Sunday, September 13, 2009

News Round-up: GUIDING LIGHT, Evans, Villains

Fans bid farewell to beloved GUIDING LIGHT
While soaps like GUIDING LIGHT are routinely dismissed in popular culture, stereotyped as programs with preposterous storylines and pitiful acting, the stories told on daytime television also present some entertaining, occasionally inventive work that doesn't always get the attention it deserves, says Roger Newcomb, editor of welovesoaps.net.

"The stories are really about people communicating, sharing their feelings," Newcomb says. "Soaps are never going to be able to tell an action adventure story as well as the prime-time shows or at the movies - they don't have the budgets. But what they can do better than anybody else is tell a story."

NEW YORK POST: Greatest moments of GUIDING LIGHT
As fans prepare to say goodbye to this TV icon, the New York Post looks back at some of the highlights (and lowlights) of the longest-running continuing saga in recorded history.

GUIDING LIGHT fades off the air
Lesbian kisses and social consciousness were not on the mind of Procter & Gamble when it developed GUIDING LIGHT and other soaps as a marketing tool to draw in housewives who do the family shopping. The shows were basically a backdrop for commercials for soap and other household products, and according to Robert C. Allen, author of “Speaking of Soap Operas,” “They're probably the most successfulbroadcast advertising vehicle ever devised.”

Allen, a professor in the American Studies Program at the University of North Carolina in Chapel Hill, adds, “If you had a time capsule, and you could put only a couple examples of commercial broadcasting in the time capsule, to represent its success in reaching a particular audience demographic, you would have to have a soap opera in the time capsule because they were the most cost-effective way of reaching women between 18 and 39 years old from the 1930s through, certainly, the 1980s and 1990s.”

Dicopoulos loses guiding light
"It's very difficult, very sad," said Frank Dicopoulos, who grew up as Frank Dickos before changing his name from its Americanized version to the Greek original. He got the bad news when executive producer Ellen Wheeler called on April Fool's Day.

"It made no sense to me whatsoever," he said. "I'm kinda frustrated and kinda angry and kinda upset."

Fans waiting for the last flicker of GUIDING LIGHT
Paula Treichler, professor emerita at the University of Illinois’ College of Media at Champaign-Urbana, said there could be several reasons for the demise of the show, which is owned by Procter & Gamble.

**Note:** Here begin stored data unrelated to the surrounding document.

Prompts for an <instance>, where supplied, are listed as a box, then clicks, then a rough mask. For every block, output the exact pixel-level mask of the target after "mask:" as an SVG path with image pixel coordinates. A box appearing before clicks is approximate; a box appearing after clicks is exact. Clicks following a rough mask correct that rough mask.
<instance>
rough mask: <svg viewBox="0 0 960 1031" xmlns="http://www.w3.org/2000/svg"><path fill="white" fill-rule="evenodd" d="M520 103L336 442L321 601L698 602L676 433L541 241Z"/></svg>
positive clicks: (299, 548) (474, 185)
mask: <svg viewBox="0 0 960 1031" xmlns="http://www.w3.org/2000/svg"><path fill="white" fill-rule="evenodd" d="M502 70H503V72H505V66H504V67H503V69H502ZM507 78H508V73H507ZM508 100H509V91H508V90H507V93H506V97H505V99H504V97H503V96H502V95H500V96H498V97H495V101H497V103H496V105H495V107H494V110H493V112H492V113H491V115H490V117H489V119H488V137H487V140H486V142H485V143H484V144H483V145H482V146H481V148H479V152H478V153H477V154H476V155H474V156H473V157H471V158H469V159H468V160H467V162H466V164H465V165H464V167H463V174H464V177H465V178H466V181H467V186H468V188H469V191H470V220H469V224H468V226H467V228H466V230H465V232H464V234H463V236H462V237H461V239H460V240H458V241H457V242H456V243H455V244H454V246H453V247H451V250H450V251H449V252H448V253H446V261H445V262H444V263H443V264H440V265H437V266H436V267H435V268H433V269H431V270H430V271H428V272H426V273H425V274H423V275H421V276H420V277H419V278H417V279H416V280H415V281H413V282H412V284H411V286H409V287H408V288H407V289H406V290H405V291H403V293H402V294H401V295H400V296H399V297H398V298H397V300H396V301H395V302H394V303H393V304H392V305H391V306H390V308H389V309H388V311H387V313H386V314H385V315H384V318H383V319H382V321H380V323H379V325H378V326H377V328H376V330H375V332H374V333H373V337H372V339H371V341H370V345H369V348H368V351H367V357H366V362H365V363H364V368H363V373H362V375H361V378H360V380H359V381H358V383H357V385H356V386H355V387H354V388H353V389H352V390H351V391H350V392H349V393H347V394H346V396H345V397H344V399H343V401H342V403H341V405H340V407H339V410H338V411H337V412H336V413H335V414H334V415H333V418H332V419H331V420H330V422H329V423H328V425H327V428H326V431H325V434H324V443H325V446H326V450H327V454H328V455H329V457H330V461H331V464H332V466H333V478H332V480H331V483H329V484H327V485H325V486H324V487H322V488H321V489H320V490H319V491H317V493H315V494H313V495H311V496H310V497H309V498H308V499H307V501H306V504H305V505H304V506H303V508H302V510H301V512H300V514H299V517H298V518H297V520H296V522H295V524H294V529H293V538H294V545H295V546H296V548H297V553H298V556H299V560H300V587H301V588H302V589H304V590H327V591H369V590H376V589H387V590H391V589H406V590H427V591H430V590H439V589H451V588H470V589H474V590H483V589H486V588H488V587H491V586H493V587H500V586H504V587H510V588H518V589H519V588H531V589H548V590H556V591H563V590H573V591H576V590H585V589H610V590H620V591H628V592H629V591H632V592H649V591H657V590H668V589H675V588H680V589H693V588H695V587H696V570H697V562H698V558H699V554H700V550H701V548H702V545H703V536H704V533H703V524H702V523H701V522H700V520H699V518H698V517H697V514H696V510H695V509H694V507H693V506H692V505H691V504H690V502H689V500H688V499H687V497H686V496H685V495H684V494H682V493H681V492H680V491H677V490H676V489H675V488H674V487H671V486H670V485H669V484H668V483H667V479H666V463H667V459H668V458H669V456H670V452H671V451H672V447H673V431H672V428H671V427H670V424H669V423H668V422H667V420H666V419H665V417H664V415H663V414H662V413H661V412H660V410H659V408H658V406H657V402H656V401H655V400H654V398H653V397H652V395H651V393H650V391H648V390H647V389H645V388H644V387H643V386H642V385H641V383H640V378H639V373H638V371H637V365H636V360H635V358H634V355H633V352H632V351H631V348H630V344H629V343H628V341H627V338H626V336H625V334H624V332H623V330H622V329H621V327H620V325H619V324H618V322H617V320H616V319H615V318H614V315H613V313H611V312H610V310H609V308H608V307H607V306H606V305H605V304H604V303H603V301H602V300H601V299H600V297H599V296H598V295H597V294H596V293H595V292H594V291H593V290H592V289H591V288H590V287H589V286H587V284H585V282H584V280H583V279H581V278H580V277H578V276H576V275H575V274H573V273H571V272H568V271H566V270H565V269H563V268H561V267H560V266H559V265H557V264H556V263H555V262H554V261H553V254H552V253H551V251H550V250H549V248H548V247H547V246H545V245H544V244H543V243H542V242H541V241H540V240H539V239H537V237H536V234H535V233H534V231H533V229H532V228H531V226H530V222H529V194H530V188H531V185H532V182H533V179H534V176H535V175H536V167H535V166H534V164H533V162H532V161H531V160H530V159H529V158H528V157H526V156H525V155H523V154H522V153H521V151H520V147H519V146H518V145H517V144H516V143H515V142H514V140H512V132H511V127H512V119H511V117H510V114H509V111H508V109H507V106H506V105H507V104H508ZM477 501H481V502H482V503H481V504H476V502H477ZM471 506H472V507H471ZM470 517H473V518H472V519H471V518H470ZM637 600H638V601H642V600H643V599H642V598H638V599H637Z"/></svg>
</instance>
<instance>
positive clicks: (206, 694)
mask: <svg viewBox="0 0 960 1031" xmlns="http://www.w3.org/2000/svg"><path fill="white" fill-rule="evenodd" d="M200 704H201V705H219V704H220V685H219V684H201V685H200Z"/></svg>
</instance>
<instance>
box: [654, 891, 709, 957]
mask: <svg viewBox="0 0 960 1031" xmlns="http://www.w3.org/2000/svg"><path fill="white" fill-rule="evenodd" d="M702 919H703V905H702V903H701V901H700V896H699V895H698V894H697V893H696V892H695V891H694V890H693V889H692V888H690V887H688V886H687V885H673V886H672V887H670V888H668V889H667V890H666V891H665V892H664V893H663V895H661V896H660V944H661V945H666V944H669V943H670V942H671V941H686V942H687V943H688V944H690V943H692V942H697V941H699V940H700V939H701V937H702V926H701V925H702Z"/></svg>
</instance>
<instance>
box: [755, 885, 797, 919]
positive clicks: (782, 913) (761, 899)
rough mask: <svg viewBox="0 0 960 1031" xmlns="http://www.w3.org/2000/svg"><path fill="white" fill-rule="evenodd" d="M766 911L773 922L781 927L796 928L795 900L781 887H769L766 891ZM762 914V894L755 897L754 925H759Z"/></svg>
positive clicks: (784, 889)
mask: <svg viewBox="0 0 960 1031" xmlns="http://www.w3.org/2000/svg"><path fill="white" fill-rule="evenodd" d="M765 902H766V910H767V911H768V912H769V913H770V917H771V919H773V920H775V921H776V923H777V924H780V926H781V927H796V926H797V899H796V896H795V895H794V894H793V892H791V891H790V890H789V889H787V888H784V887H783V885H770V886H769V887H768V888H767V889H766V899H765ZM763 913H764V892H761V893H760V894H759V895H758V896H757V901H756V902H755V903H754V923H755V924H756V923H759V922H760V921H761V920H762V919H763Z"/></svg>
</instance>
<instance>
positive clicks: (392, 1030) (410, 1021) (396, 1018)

Up until about 20 years ago, soap operas (a term coined when the dramas were sponsored by soap manufacturers) had a “pretty reliable audience,” made up of women who didn’t work outside the home and college students. However, that viewership became fragmented when more and more women entered the workforce.

“There really is no solid, predictable audience for anything, unless you count kids who are watching on computers,” Treichler said, pointing out that even primetime serials are struggling.

60 MINUTES PREVIEW: Love and Marriage on GUIDING LIGHT
Don't miss the GUIDING LIGHT segment on 60 MINUTES tonight on CBS.


"My Big Gay Italian Wedding": The toast of the St. George Theatre
You gotta figure a wedding is going to be special when the mother of the groom arrives in a Tina Turner wig and white go-go boots. Throw in a nouveau version of the Chicken Dance with a 'lay-the-egg move' and you're looking at a once-in-a-lifetime experience. And so it was for the 1,300 "guests" at "My Big Gay Italian Wedding," the laughter-up-to-the-rafters comedy that went up Saturday night in the St. George Theatre.

Grant City playwright Anthony Wilkinson dreamt up the semi-autobiographical show and stars. His character, also named Anthony, but pronounced Ant-nee, is in love with a stud named Andrew Polinski (ONE LIFE TO LIVE's Scott Evans). The Italian Pinnunziato family doesn't fret because their boy is marrying another man, only that he's marrying a Pole.

There were a few technical glitches with the sound at the St. George and there may have been one too many dance interludes between scenes. But those seem like minor kinks that can be worked out. No doubt, "My Big Gay Italian Wedding" is an invitation worth accepting.

Television's Three Best Villains
What hasn’t changed over time is that for today’s producers and writers, women still make more exciting villains on television than their male counterparts.